U.S. authorities approve Ebola vaccine


Because of the public health importance of a vaccine to prevent EVD, the FDA worked closely with the company and completed its evaluation of the safety and effectiveness of Ervebo in less than six months.

Although cases of the deadly disease are extremely rare in the U.S., infections have been acquired by those travelling to the country from affected areas, and health care workers who have fallen ill after treating people with Ebola. The Ebola vaccine, which was used by the World Health Organisation and Democratic Republic of the Congo to decrease the extreme outbreak of Ebola disease on patients in West Africa between 2014/16, is the first-ever Ebola vaccine in the entire history, to be approved by the FDA and will only be provided to adults in a single dose.

The Secretary of Health and Human Services, Alex Azar, described the new vaccine as "a triumph of the global American health leadership".
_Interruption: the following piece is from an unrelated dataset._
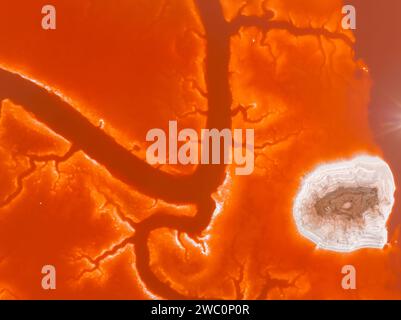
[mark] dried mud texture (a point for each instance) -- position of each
(78, 194)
The Zaire strain of the deadly virus has killed upwards of 2,000 people in the current outbreak in the Democratic Republic of the Congo.

EVD is endemic and transmitted through body fluids, direct blood contact and tissues of infected people or wild animals, including blood or fluid contaminated materials or surfaces.
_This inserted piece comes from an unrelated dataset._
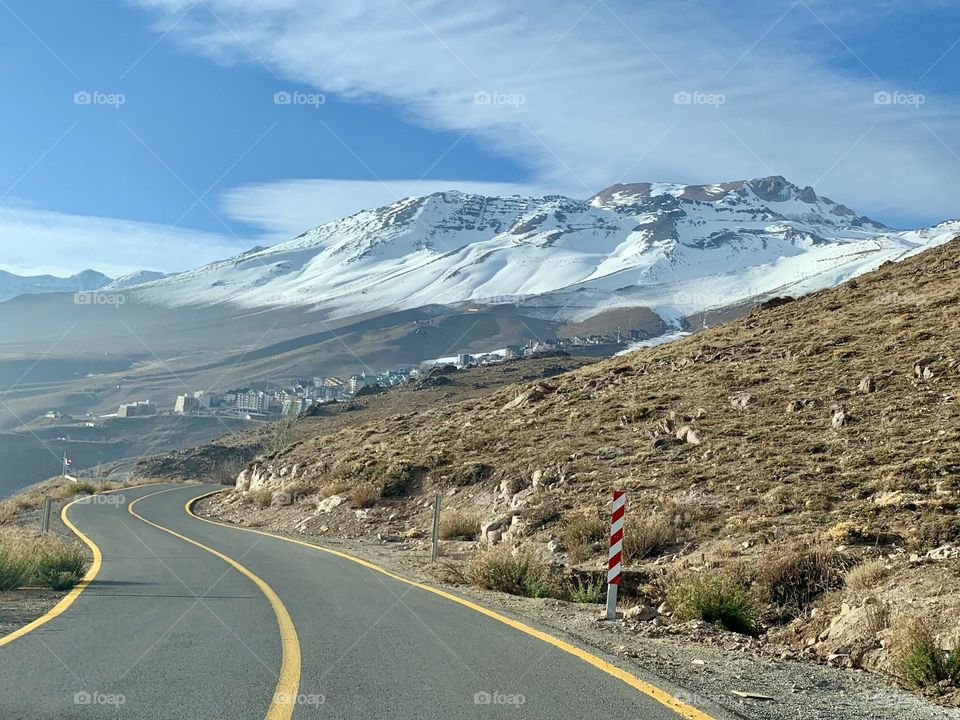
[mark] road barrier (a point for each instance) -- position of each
(616, 552)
"Rare cases of relapse - in which a person who has recovered from EVD (Ebola) gets disease symptoms again - have been documented during past outbreaks, but this is the first relapse documented in this outbreak", the report said.

The drug, which was developed by Merck & Co., has a record of 100% effectiveness when it is administered a minimum of 10 days before exposure to the virus. Just 10 cases of EVD out of 1,429 individuals in the "delayed" (21-day) test showed positive for EVD.
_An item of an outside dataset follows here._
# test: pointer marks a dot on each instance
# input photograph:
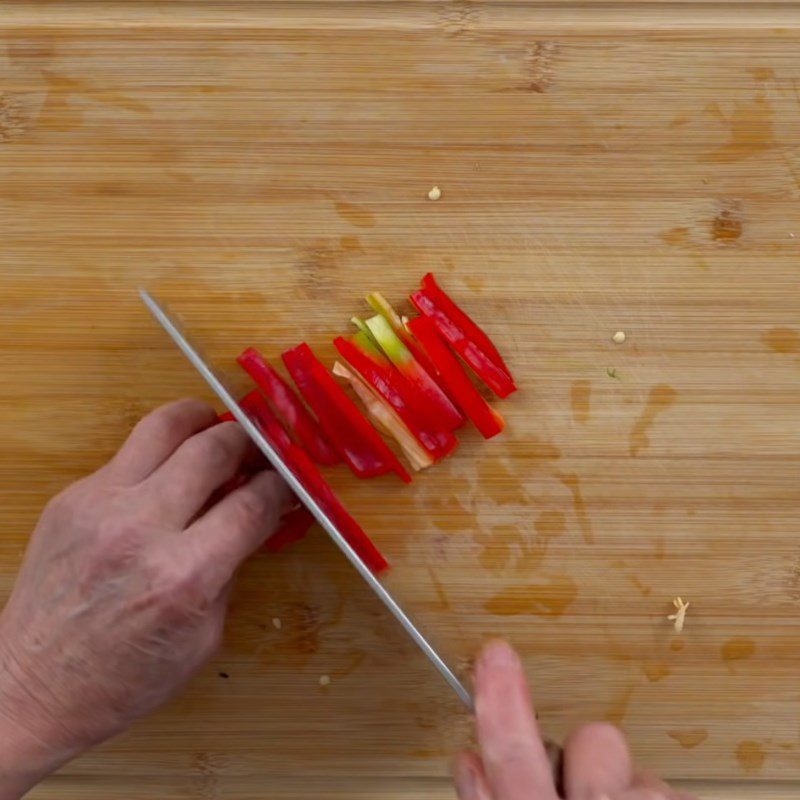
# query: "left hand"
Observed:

The Erverbo approval by the FDA is a major step to protect the Zaire ebolavirus.

Ebola cases are very rare in the United States. "Vaccination is essential to help prevent outbreaks and to stop the Ebola virus from spreading when outbreaks do occur", Peter Marks, MD., PhD, director of the FDA's Center for Biologics Evaluation and Research, said in a statement. Following the Guinea study and several investigations in the safety of the vaccine, the FDA granted Breakthrough Therapy designation, which will help facilitate and develop the vaccine.

FDA approval was based on the outcomes of a study conducted during 2014-2016 outbreaks in Guinea in the individuals of 18 years or above. Studies involving participants in Liberia, Sierra Leone, Canada, Spain, and the US showed they had similar immune response, and it was found to be safe in further work in Africa, Europe, and North America.